La renommée sera arrivée plus tardivement et d’abord grâce à la télévision.
Chaque œuvre se lance ainsi dans un « à la manière de » avant de
placer cette parenté au cœur même de l’œuvre, par la narration mais également
dans une dimension méta. Se confronter avec harmonie ou dans le conflit à ce
qui nous a précédés, à ce à quoi notre parcours et notre éducation nous
prédestine, telle est la problématique des héros d’Abrams mais aussi de l’auteur
lui-même à travers les modèles qu’il s’approprie. Erwan Desbois illustre ces
mécanismes d’Abrams de façon passionnante en convoquant la philosophie et la notion
de karma dans le cheminement des héros de la série Lost.
Les trouvailles et audaces narratives de la série construisent
ainsi les personnages dans cette dualité entre ce qu’ils furent et ce à quoi ils
peuvent aspirer dans cet espace vierge de l’île où ils peuvent se réinventer
spirituellement. La série Alias avec ses ramifications complexe
dresse la prédestination de Sidney Bristow à son statut d’espionne par ses parents et toute l’œuvre
la verra affronter cet état. Les personnages d’Abrams restent irrémédiablement
humain, sans réelle faculté extraordinaire ni aura d’élu (reflet de la propre
modestie d’Abrams face aux monuments qu’il reprend) et l'accomplissement passe
par une sagesse, une paix avec eux même propre à rétablir une forme d’équilibre
dans leur univers. La colère et le ressentiment envers le passé conduit au
parricide du Réveil de la force, l’expérience
et la sagesse amènent la réconciliation des adultes grâce aux enfants de Super 8. Cette instabilité traverse
toutes ses productions avec l’héritage pesant (pour le capitaine Kirk par
rapport à son père dans Star Trek,
pour le héros de Fringe face à ce
même père, évidemment pour Kylo Ren dans Le Réveil de la force) dont il est difficile de se détacher.

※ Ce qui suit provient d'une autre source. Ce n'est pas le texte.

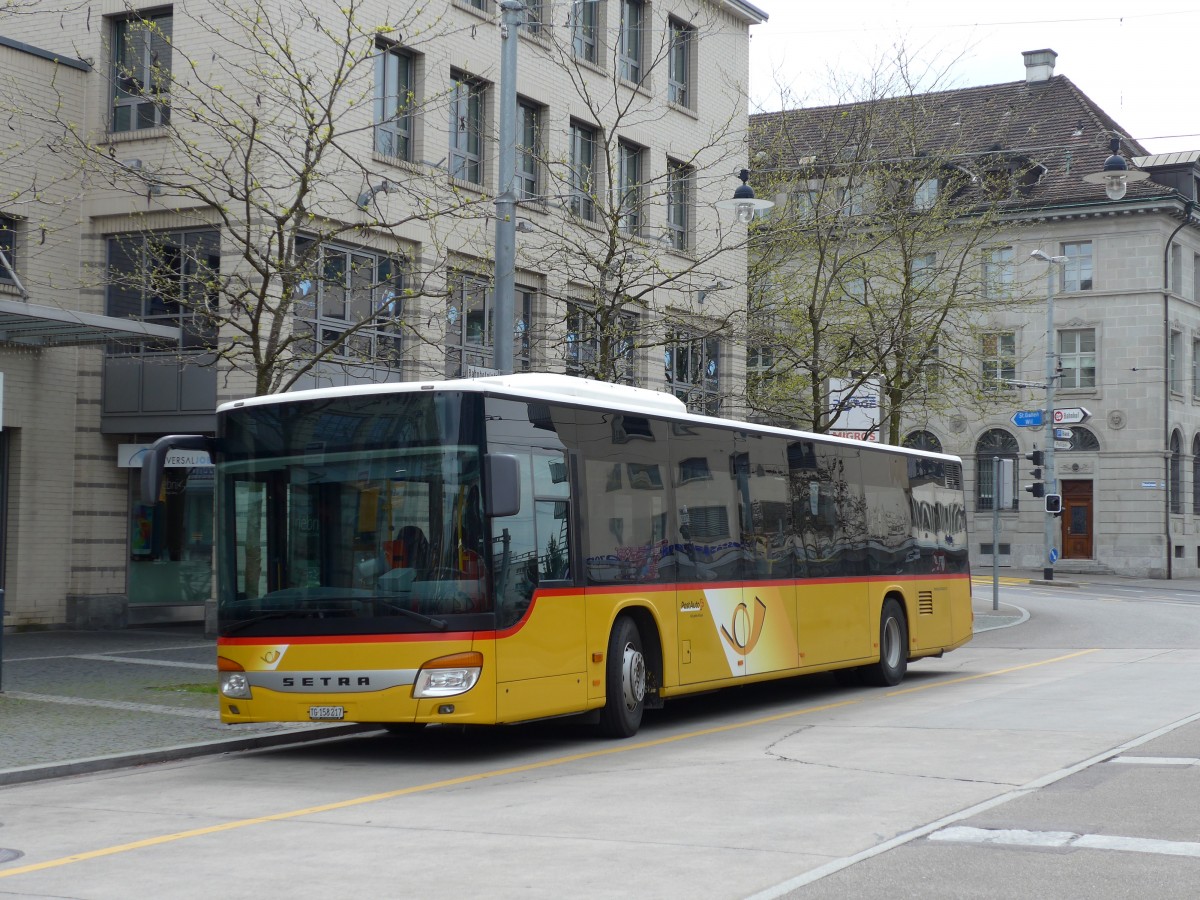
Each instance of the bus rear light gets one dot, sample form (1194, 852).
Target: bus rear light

Abrams s’identifie ainsi par ses constantes reprises à la
situation de ses personnages eux aussi sur les traces de leurs aînés. Erwan
Desbois montre bien la manière de plus en plus subtile et personnelle qu’a l’artiste
de faire sien les univers qu’il reprend. Cela passera notamment par des
caractérisations de personnage et des postulats donnant dans l’archétype
identifiable avant de l’emmener ailleurs. Dès lors Abrams s’autorise tout pour
déconstruire ce qu’il a présenté, que ce soit les reset narratifs nombreux
émaillant Alias, l’introduction des
univers parallèles dans Fringe ou
encore les timelines différentes de sa version de Star Trek. Ce dernier est d’ailleurs un bon exemple avec un premier
film revisitant l’univers de Gene Roddenbery par une cohabitation déférente
entre le passé (le Spock originel interprété par Leonard Nimoy) et le présent.

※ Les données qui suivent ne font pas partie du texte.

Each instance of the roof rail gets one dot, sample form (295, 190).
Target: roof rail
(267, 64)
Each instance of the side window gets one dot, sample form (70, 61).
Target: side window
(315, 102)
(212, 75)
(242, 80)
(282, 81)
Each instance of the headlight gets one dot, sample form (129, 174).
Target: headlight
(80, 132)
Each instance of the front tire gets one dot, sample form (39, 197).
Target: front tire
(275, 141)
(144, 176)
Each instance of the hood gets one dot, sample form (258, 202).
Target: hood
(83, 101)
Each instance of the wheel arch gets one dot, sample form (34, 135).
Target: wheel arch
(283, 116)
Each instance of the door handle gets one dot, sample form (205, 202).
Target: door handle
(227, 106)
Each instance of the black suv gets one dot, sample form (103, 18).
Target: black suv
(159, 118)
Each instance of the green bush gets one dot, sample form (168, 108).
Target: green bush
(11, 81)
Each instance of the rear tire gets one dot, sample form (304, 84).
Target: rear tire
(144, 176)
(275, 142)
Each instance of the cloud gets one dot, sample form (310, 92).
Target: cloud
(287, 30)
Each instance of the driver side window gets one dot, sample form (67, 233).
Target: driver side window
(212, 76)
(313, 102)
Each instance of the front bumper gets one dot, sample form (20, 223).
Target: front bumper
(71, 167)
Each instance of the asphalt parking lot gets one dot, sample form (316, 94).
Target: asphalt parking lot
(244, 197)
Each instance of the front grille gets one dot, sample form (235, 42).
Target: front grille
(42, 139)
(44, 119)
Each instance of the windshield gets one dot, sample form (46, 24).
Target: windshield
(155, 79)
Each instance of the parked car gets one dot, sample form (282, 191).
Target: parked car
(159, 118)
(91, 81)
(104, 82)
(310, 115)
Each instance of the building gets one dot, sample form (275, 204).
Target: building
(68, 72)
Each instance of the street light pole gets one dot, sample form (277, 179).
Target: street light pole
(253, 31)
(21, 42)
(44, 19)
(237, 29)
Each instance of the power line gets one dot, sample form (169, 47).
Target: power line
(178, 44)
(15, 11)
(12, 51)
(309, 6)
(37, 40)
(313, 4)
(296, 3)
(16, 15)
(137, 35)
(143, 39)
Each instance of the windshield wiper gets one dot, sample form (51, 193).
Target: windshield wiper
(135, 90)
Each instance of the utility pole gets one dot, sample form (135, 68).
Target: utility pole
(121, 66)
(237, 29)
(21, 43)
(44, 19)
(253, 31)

Ce qui fait échapper Abrams au statut de petit malin, c’est l’implication
personnelle et le cœur qu’il met à ses relectures. Erwan Desbois le dépeint de
façon passionnante à travers Super 8
où l’imaginaire Amblin de Steven Spielberg sert à la fois son inventeur mais
aussi la propre enfance d’Abrams qui réalisait tout comme ses jeunes héros des
court-métrages à la manière de son modèle. On peut trouver la démarche parfois
artificielle (Mission Impossible 3 simple épisode d’Alias dopé aux moyens hollywoodiens) ou trop déférente (Le Réveil de la force qui aurait pu tout
réinventer et se contente de rassurer les fans par ses enjeux, personnages et
situations éculés) mais quand cela fonctionne, Abrams se montre le seul capable
de vraiment amener un regard singulier dans le contexte de redite
(remake, reboot, suite et autre spin-off ayant pris le pas sur les créations
originales chez des studios hollywoodien frileux) qui gangrène actuellement le
cinéma américain à grand spectacle. L’analyse dense et précise d’Erwan Erbois donne
en tout cas envie de se replonger dans la galaxie Abrams.